An example is Cascade Microtech’s recently released probe system, the EPS200MMW (Fig. 1). This pre-configured probing package handles manual 200 mm on-wafer measurements. The EPS200MMW is capable of providing measurements for advanced applications above 67 GHz, specifically targeting the 200 to 300 GHz frequency range and higher. Designed to provide functionality to achieve fast and accurate measurements, the EPS200MMW offers many key benefits.

To achieve accurate and repeatable measurement results, probe placement with submicron accuracy on calibration substrates and devices under test (DUTs) is critical. This need is even greater at frequencies from 200 to 300 GHz and higher. The EPS200MMW addresses this need with its solid-cast frame, along with a platen featuring four-point support. Those aspects enable the EPS200MMW to deliver superior stability, which allows high accuracy to be easily achieved. High-quality contacts are maintained throughout measurements by means of an integrated vibration-isolation solution.

In addition, the EPS200MMW provides a short signal path from instrument to device, enabling high dynamic range and directivity to be achieved without compromising electrical accuracy and mechanical stability. Its fine-glide chuck stage also provides coarse movement with wide-ranging capability as well as being able to provide fine movement in the submicron range. The EPS200MMW includes the WinCal XE on-wafer calibration software, which allows calibration accuracy to be achieved at terahertz frequencies. The EPS200MMW is also designed for upgradeability, enabling it to be easily reconfigured to meet future project requirements.

The EPS200MW provides manual probing measurements, but the company is also delivering advanced semi-automatic probing systems. The Summit Series probe station from Cascade Microtech is a 200-mm fully integrated semi-automated on-wafer terahertz probing system.

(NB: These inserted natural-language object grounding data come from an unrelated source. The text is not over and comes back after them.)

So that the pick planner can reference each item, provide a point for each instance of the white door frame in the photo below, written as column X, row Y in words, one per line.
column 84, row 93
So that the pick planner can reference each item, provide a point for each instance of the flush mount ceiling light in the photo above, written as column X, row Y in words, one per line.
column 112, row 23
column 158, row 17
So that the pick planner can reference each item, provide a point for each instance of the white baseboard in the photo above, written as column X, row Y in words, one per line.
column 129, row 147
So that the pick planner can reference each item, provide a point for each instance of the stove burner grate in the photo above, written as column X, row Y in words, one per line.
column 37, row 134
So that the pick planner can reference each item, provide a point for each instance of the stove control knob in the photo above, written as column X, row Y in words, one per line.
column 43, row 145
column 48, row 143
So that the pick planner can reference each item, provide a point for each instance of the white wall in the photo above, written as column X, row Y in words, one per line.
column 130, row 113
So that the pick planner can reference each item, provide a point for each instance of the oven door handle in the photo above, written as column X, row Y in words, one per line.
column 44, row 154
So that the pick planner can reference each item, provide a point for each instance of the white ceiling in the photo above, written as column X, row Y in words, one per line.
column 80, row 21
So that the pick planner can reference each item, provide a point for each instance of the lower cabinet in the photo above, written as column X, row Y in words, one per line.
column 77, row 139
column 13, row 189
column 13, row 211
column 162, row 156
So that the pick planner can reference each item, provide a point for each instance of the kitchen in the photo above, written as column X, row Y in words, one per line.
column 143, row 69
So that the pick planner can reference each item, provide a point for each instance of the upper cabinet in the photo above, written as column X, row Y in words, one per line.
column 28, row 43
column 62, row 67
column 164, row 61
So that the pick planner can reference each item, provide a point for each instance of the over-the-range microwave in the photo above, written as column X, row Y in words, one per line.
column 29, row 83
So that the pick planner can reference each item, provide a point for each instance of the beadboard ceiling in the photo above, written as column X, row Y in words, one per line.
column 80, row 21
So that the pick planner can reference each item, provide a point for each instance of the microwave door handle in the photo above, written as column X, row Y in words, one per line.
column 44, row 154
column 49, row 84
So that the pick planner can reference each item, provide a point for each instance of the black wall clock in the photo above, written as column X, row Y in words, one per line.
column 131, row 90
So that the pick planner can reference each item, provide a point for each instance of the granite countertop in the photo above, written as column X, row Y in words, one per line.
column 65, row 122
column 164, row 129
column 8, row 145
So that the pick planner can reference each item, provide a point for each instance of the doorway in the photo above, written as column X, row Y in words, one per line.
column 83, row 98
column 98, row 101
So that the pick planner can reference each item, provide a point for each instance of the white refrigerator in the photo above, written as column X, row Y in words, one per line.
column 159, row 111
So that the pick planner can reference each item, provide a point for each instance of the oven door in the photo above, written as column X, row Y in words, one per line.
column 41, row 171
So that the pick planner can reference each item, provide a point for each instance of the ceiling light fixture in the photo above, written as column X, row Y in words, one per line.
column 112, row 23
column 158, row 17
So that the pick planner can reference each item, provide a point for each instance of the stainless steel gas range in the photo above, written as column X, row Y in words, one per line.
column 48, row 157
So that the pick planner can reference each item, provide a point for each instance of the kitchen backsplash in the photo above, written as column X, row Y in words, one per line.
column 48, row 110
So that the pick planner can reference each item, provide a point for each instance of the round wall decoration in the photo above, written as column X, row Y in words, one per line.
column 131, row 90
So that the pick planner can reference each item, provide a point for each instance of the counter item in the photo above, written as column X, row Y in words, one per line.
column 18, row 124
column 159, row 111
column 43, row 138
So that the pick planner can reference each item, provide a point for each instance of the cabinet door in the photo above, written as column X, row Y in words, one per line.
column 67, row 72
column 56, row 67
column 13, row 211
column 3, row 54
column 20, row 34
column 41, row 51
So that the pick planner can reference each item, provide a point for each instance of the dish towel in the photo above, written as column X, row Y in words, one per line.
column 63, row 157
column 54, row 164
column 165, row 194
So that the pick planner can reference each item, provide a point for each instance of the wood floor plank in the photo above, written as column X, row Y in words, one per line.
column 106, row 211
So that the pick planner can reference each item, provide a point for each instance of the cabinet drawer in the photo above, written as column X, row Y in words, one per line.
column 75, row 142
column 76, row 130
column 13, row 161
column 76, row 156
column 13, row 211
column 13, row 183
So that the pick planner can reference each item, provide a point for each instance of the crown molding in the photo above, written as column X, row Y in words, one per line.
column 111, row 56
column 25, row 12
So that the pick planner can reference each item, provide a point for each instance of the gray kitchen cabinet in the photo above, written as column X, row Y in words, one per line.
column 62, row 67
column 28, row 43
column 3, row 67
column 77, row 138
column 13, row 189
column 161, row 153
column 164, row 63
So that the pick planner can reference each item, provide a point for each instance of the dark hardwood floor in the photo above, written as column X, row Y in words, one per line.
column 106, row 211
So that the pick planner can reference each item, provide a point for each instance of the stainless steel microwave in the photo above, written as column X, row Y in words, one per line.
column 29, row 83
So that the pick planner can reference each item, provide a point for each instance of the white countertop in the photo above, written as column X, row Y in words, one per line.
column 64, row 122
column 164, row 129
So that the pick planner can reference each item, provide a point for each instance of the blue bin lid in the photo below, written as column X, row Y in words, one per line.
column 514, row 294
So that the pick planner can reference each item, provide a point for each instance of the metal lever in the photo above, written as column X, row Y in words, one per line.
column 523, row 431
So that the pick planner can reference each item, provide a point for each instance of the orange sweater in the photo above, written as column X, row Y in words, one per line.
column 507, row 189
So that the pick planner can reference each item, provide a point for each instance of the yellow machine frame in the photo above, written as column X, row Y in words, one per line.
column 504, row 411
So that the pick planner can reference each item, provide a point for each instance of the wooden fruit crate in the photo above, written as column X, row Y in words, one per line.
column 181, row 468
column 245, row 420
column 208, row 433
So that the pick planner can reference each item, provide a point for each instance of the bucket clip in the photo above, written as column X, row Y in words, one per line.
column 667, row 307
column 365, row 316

Calibrated measurement results can be achieved at frequencies from 140 GHz to 1.1 THz. The probe station can be configured with programmable positioners to allow rapid and repeatable submicron positioning accuracy, ensuring high precision at the probe tip.

Interchangeable Modules

With its family of manual, semi-automatic, and fully automatic probing systems, SemiProbe also provides probing solutions to meet test requirements. The company’s Probe System for Life (PS4L) series of wafer probing systems is based on its patented adaptive architecture technology (Fig. 2). Unlike traditional systems, this technology allows all foundation modules, such as bases, stages, chucks, optics, manipulators, and more, to be interchangeable. As the environment or test conditions change, SemiProbe systems can be transformed on-site to meet these new demands, thus providing testing time and cost benefits.

The PS4L’s platen has a large surface, which accommodates multiple probe types, environmental chambers, and instrumentation. All SemiProbe semi-automatic and fully automatic systems operate on the PILOT control application suite, which is designed employing SemiProbe’s adaptive architecture. PILOT’s object-oriented software allows users to integrate the probe system quickly and easily with a broad array of test instrumentation. Drivers for most types of test instrumentation are readily available. In addition, new interfaces can easily be added.

Flexibility also is a goal for J microTechnology, which offers a line of probe stations for researchers, designers, and quality-control professionals. With an emphasis on supplying affordable probe stations in today’s market, these units are used for material research, semiconductor, solar, nanotechnology, and medical sensor applications.

For example, J microTechnology’s LMS-3009 probe station is intended for the research of advanced active and passive components. It also serves as an educational tool, training university students in the discipline of microwave microprobing.

Designed for RF/microwave applications, the LMS-3009’s features include a stereo zoom microscope and precision x-y-z positioning. Its benefits include its low cost, compact size, and easy setup. “With electronic components the size of coarse ground pepper, engineers and physicist need affordable test stations that give them optical and mechanical advantages,” said Jerry Schappacher of J microTechnology.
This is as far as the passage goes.